Ein Gegenentwurf von Grenzgängern
Auf „The Thread That Keeps Us“sind Calexico nicht plaktiv politisch, aber trotzdem klar in der Haltung
- Was Donald Trump an der Grenze zu Mexiko plant, muss Calexico zuwider sein. Während der US-Präsident mit der Idee einer Mauer erfolgreich auf Stimmenfang ging, ist die Band aus Tucson, Arizona, es seit Jahrzehnten gewohnt, Barrieren zu durchbrechen. Mit „The Thread That Keeps Us“(City Slang) legt die 1996 gegründete Band ihr neuntes Studioalbum vor. Wie konträr Joey Burns und John Convertino zum Chef im Weißen Haus stehen, zeigt sich auf diesem Album auch daran, dass man platte Politparolen vergeblich sucht. Keinen Zweifel lassen die musikalischen Grenzgänger aber daran, dass sie eher an Verbindendes glauben als an Trennlinien.
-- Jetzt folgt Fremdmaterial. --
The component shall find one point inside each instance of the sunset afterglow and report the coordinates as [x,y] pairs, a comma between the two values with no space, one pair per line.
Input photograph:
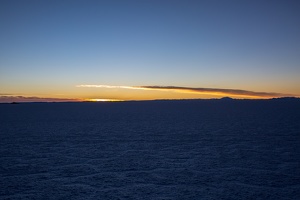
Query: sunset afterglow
[145,50]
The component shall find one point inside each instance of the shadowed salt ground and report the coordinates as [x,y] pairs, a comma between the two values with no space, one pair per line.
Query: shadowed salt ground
[150,150]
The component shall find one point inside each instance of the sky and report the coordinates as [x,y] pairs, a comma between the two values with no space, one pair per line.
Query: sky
[78,50]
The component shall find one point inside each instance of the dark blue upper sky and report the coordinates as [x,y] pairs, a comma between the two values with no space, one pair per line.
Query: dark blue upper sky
[246,44]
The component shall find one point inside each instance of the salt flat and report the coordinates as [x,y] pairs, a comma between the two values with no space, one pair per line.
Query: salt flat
[196,149]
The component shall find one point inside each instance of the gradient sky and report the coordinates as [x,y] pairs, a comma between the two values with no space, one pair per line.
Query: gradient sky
[51,50]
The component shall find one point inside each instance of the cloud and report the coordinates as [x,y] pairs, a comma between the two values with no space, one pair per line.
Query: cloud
[211,91]
[8,99]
Seit 20 Jahren lebt Sänger und Gitarrist Joey Burns in Tucson, unweit der mexikanischen Grenze. Es gibt Aktivisten in Tucson, die Wassercontainer und Essenspakete an der Grenze deponieren, um Migranten zu helfen, die sonst in der Wüste verdursten oder verhungern würden. Doch es gibt auch die Grenzpatrouillen, die die Container zerstören. Die Uneinigen Staaten von Amerika – hier zeigt sich, wie polarisiert das Land ist. In „Voices in The Field“versucht sich Joey Burns in die Lage eines Flüchtlings zu versetzen. Mit kratzigen elektrischen Gitarren scheint der Song Zerrissenheit zu illustrieren. Das auf spanisch gesungene „Flores Y Tamales“dreht sich um das Zusammenkommen über Grenzen hinweg. Mit seinem tanzbaren kolumbianischen Cumbia-Rhythmus ist der Song typisch für Calexico. Die Verbindung von traditionellen Klängen südamerikanischer Prägung und schwermütigen Indierockklängen ist seit Jahren das prägnanteste Merkmal der Band. Von Album zu Album variierte das Verhältnis der Soundzutaten immer wieder, mal fetzten die MariachiTrompeten mehr, dann übernahmen wieder die Gitarren das Ruder. Diesmal nehmen „Chaos und Noise“mehr Raum ein, wie Joey Burns sagt. Das zeigt sich etwa bei „Another Space“, das mit seinen aufgekratzten Funk-Anleihen aus der Reihe tanzt. Auch „Under The Wheels“legt eher Wert auf Tanzbarkeit als auf Wüstenrock-Feeling.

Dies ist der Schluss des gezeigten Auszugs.